2026-04-26T17:33:26.650019570+00:00 Lightweight assignment: agent=Careful Programmer (f5143935), exec_mode=full, context_scope=task, reason=Careful Programmer is the only role fit for implementation; Careful tradeoff matches hardening/correctness-critical work; 33 completed tasks show experience with similar executor/integration work.
2026-04-26T17:33:26.824313329+00:00 Spawned by coordinator --executor claude --model opus
2026-04-26T17:33:39.162011591+00:00 Starting work — reading codex_handler.rs and Phase 1 research doc
2026-04-26T18:03:29.957565426+00:00 Task pending LLM gate validation
2026-04-27T00:27:33.130330271+00:00 Task rejected (1/3): Cannot smoke-test against lambda01: agency-picks-claude bug (merged but ineffective) routes EVERY task to executor=claude regardless of -x codex config. Just smoke'd in /tmp scratch dir: wg init -x codex -m qwen3-coder -e https://lambda01... → task spawned with Executor: claude, Model: qwen3-coder → claude CLI 404 → failed. Until agency-picks-claude-2 lands and actually works, codex executor work cannot be evaluated on its own merit.
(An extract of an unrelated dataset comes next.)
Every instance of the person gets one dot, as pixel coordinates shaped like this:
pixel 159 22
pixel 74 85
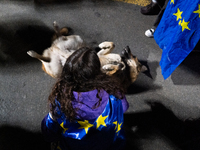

2026-04-27T00:28:22.506164364+00:00 Spawned by coordinator --executor claude --model opus
2026-04-27T00:28:31.361205774+00:00 Starting work on codex_handler hardening for custom OAI-compat endpoints
2026-04-27T00:37:48.410846145+00:00 Validation results: codex_oai_compat unit tests (4) pass; live integration test test_codex_handler_uses_custom_base_url passes (codex CLI installed, request reached stub URL with bearer token); 1982 lib tests pass; cargo build clean. Implementation already on main from prior commit 3923c0bf2: codex_handler.rs L342-354 wires codex_oai_compat::endpoint_url_from_env + config_overrides + api_key_from_env. Pre-existing test breakages in integration_resume/integration_dual_executor (from a22c7c90f wg-nex-resume-311 ResumeConfig field additions) and integration_chat (from --executor-required init change) are unrelated to thin-wrapper-impl scope.
2026-04-27T00:38:05.925110936+00:00 Task pending LLM gate validation
2026-04-27T01:51:24.458671852+00:00 Migrated PendingValidation → Done (deprecate-pending-validation): agency `.evaluate-*` is now the dependency-unblock gate. To force re-spawn instead, run `wg reject <task>`.